Monday, July 20, 2015

Avoiding EEPROM Wearout


Summary: If you're periodically updating a particular EEPROM value every few minutes (or every few seconds) you could be in danger of EEPROM wearout. Avoiding this requires reducing the per-cell write frequency. For some EEPROM technology anything more frequent than about once per hour could be a problem.

Time Flies When You're Recording Data:

EEPROM is commonly used to store configuration parameters and operating history information in embedded processors. For example, you might have a rolling "flight recorder" function to record the most recent operating data in case there is a system failure or power loss. I've seen specifications for this sort of thing require recording data every few seconds.
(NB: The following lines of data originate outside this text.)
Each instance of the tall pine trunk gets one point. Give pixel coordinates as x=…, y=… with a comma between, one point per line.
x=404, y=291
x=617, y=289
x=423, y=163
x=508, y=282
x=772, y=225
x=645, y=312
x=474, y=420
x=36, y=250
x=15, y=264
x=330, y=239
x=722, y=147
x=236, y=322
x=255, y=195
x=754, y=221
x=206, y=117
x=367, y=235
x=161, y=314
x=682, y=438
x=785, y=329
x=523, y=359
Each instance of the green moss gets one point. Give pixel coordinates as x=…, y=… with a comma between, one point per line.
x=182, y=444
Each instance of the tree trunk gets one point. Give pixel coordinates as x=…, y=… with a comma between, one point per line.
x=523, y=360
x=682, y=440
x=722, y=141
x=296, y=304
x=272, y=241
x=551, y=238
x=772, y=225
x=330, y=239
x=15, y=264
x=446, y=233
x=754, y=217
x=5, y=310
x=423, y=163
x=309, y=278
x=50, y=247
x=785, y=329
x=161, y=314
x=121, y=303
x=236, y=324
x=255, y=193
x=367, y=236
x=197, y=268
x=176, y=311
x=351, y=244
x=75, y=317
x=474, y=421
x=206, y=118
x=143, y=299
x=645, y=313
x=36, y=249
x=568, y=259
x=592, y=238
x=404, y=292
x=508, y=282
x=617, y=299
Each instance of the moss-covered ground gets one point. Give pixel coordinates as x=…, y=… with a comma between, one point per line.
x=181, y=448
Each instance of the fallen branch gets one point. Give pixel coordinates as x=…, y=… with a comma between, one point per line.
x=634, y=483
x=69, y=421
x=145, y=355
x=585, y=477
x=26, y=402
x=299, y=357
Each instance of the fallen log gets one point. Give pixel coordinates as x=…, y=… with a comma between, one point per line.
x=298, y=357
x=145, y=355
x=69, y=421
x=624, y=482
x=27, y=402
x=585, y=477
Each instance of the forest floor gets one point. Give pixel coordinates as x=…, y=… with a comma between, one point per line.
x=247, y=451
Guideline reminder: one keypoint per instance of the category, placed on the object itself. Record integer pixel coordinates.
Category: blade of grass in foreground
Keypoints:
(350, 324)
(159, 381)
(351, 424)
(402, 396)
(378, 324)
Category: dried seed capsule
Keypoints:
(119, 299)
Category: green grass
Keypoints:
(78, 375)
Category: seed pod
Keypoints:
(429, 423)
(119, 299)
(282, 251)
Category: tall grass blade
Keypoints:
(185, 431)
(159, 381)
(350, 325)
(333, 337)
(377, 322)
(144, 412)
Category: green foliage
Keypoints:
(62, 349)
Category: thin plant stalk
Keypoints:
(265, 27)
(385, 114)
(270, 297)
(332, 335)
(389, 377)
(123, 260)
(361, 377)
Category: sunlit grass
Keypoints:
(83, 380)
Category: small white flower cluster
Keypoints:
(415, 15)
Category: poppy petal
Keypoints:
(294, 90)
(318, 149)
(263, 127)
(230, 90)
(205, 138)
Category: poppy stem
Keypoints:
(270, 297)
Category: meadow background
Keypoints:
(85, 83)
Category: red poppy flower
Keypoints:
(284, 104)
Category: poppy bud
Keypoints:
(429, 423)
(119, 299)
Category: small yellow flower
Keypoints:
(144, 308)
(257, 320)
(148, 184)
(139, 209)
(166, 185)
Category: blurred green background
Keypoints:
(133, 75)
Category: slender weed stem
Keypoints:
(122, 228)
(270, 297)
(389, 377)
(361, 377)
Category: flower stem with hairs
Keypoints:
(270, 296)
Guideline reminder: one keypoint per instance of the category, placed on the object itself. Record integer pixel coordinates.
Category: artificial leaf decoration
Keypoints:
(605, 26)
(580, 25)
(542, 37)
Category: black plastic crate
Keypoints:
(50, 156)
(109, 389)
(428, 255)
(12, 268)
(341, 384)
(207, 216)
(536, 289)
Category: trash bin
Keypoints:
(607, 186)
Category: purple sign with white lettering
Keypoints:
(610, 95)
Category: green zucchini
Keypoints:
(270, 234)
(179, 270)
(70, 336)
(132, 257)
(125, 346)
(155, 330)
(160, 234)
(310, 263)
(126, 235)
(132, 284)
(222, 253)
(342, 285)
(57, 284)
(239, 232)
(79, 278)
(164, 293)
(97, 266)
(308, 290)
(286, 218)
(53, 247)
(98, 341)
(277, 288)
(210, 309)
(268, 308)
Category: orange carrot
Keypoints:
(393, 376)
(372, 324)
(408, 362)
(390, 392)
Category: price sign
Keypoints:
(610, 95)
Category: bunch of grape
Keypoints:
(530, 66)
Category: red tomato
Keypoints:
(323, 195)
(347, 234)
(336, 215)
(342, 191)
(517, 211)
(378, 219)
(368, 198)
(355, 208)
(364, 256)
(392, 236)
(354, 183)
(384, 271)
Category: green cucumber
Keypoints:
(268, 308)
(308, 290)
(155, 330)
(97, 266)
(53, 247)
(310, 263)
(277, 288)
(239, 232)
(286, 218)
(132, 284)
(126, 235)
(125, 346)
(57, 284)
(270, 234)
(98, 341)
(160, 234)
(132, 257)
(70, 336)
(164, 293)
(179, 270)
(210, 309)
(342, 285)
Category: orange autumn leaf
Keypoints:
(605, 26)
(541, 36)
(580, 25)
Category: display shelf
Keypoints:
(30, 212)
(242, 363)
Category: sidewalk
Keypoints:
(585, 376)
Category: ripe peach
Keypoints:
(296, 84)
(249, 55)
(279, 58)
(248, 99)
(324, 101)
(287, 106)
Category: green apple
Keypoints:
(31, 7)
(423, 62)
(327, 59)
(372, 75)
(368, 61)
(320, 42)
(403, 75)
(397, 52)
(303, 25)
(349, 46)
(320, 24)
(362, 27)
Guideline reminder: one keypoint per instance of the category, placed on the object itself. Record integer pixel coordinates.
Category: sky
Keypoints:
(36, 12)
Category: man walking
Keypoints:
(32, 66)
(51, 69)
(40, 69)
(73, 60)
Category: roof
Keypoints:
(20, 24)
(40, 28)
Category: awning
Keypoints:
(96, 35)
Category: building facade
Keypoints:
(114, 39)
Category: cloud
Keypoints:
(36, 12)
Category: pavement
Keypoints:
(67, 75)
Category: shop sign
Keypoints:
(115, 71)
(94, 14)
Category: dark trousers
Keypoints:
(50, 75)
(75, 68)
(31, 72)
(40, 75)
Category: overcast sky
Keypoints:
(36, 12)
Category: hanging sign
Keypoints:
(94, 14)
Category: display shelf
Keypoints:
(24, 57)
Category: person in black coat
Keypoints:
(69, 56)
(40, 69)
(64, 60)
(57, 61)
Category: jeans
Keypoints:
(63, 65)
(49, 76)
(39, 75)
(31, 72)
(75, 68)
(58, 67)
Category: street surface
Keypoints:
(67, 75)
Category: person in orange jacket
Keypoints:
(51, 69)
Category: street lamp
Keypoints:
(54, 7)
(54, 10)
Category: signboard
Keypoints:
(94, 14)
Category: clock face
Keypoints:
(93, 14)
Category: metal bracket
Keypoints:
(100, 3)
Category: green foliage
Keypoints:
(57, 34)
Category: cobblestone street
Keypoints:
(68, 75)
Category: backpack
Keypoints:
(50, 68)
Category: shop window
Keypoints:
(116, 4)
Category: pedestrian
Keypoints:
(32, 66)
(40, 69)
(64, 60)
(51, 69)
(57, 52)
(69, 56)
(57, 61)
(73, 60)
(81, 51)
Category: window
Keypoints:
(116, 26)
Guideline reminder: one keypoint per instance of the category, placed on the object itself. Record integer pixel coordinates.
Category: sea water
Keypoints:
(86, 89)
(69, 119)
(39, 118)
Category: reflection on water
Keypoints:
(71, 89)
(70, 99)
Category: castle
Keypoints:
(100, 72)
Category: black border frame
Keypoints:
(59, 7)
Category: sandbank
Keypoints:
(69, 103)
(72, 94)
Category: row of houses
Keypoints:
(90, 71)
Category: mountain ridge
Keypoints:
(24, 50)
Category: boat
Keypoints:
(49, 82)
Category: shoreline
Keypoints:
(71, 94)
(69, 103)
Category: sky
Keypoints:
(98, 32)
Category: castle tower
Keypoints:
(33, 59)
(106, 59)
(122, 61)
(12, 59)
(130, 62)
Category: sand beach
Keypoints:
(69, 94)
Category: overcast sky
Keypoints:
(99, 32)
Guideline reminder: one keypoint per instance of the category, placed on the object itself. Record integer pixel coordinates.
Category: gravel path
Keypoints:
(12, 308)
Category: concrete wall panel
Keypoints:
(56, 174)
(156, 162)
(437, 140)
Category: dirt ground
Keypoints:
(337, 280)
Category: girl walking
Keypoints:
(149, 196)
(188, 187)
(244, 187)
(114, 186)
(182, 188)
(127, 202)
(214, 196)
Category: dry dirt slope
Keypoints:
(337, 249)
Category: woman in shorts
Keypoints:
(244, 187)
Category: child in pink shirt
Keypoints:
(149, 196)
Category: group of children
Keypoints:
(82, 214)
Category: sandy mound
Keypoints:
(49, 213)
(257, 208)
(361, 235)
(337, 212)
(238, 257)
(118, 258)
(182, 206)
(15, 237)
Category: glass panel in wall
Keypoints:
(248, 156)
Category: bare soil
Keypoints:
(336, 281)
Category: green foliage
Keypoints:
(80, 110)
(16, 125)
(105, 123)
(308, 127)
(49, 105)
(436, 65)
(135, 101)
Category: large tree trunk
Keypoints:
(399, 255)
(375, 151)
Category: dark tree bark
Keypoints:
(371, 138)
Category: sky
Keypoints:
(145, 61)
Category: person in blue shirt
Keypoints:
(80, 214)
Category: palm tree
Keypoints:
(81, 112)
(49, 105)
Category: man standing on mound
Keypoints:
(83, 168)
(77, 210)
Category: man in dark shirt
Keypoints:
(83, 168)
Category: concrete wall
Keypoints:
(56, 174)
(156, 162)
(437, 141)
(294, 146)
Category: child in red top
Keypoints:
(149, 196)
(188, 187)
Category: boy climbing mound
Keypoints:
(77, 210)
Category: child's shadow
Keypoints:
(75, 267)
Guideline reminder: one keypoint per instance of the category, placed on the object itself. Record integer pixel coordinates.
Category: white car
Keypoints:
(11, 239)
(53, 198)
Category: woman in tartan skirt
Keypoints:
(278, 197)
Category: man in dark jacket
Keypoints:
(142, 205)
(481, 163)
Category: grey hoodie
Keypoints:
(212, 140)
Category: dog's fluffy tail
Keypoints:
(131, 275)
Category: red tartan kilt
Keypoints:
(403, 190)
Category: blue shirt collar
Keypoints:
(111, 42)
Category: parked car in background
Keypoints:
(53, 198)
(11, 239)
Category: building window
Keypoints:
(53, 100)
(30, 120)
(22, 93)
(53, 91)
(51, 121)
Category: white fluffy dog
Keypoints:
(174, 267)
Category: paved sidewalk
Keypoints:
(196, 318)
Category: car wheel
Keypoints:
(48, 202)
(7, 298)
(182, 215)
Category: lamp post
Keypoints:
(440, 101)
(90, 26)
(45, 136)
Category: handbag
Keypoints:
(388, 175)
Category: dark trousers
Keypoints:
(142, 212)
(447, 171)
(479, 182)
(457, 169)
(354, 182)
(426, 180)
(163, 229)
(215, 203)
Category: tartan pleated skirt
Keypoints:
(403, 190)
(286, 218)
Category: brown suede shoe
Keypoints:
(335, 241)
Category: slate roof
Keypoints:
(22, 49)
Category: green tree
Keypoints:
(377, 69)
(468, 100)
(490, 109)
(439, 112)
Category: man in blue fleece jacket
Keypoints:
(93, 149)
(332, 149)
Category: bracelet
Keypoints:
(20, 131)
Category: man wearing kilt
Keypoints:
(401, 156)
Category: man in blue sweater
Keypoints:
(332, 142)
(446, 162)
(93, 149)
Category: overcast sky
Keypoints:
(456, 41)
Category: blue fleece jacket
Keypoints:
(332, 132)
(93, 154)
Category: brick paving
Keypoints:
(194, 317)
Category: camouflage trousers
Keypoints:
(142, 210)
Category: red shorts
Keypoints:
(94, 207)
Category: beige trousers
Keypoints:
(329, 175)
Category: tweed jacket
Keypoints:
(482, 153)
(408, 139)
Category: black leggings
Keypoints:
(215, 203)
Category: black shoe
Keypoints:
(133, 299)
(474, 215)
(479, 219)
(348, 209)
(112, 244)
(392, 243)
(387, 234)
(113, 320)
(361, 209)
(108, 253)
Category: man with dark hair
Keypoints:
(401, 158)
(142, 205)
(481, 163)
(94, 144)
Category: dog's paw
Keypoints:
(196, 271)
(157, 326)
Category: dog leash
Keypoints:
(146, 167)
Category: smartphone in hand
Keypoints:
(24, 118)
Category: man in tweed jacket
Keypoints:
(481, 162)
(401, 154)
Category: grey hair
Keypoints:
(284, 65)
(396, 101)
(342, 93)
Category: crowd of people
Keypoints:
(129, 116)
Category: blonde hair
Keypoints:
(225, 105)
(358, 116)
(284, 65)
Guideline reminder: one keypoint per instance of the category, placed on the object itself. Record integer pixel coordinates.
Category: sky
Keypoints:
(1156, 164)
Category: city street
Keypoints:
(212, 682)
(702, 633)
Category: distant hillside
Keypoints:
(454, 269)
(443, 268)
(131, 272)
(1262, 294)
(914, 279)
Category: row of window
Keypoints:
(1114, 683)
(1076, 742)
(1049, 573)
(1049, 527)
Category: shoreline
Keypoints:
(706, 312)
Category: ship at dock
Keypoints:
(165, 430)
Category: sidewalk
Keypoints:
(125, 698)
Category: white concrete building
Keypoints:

The problem is that  EEPROM only works for a limited number of write cycles.  After perhaps 100,000 to 1,000,000 (depending on the particular chip you are using), some of your deployed systems will start exhibiting EEPROM wearout and you'll get a field failure. (Look at your data sheet to find the number. If you are deploying a large number of units "worst case" is probably more important to you than "typical.")  A million writes sounds like a lot, but they go by pretty quickly.  Let's work an example, assuming that a voltage reading is being recorded to the same byte in EEPROM every 15 seconds.

1,000,000 writes at one write per 15 seconds is 4 writes per minute:
  1,000,000 / ( 4 * 60 minutes/hr * 24 hours/day ) = 173.6 days.
In other words, your EEPROM will use up its million-cycle wearout budget in less than 6 months.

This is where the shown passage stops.